Michael Allen, a philosopher at East Tennessee State University, has worked on protest movements for many years, and has just published a book about Gandhi in which he asks the unexpected question of whether Gandhi has a Traditionalist. The answer, he argues, is no, but the question still gives rise to an interesting discussion, in chapter 7 of Allen's Gandhi’s Popular Sovereignty of Truth: Devotional Democracy (Palgrave Macmillan, 2025), available here.
Gandhi was, like Guénon, a fierce critic of modernity, and also a perennialist. So far, so similar. The difference, according to Allen, is that while the Traditionalist route to personal or political realization is esoteric, Gandhi’s route was exoteric: his “devotional democracy” depended on “the whole sovereign people together speaking God’s voice,” not just on an elite.

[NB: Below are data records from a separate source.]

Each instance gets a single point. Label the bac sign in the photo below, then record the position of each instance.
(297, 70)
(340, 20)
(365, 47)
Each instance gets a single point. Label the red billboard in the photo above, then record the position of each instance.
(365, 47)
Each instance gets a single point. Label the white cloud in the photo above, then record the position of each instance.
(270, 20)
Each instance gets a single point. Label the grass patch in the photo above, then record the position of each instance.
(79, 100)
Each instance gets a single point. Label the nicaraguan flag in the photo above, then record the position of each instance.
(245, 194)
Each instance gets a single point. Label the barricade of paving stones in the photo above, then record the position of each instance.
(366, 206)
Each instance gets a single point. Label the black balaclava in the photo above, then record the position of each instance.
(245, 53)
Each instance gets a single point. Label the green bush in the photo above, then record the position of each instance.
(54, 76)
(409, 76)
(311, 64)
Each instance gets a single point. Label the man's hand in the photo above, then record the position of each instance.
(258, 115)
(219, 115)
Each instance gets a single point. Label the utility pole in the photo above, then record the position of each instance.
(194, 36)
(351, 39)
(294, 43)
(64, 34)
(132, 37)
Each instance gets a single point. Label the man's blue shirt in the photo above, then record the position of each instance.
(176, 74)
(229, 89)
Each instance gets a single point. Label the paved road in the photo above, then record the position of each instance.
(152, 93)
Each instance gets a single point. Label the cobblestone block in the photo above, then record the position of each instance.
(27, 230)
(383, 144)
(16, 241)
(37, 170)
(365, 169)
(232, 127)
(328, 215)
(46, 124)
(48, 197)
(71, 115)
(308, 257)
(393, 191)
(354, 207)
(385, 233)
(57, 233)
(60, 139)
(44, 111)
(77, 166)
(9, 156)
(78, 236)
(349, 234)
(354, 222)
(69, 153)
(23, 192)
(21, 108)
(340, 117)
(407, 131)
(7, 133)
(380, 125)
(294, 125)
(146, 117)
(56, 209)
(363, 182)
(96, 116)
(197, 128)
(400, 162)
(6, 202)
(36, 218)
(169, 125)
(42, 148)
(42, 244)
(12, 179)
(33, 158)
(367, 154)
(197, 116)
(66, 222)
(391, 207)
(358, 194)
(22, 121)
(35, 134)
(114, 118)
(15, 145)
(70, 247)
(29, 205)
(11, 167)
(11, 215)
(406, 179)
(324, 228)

Allen also compares Gandhi to the contemporary Identitarians, who draw on Traditionalism. Here the difference is about “pluralism of ethno-cultural traditions.” While the Identitarians suppose that “each discrete culture may flourish only in its own territory of origin,” which Allen sees as “an impossible global ethno-cultural apartheid,” Gandhi rejects this idea and looks towards "a wide pluralism" instead.
I am not sure that Allen has got the Identitarians quite right, but I am certainly convinced that Gandhi was not a Guénonian. He was closer to Guénon than I had thought, though, perhaps because I have not previously thought about him enough.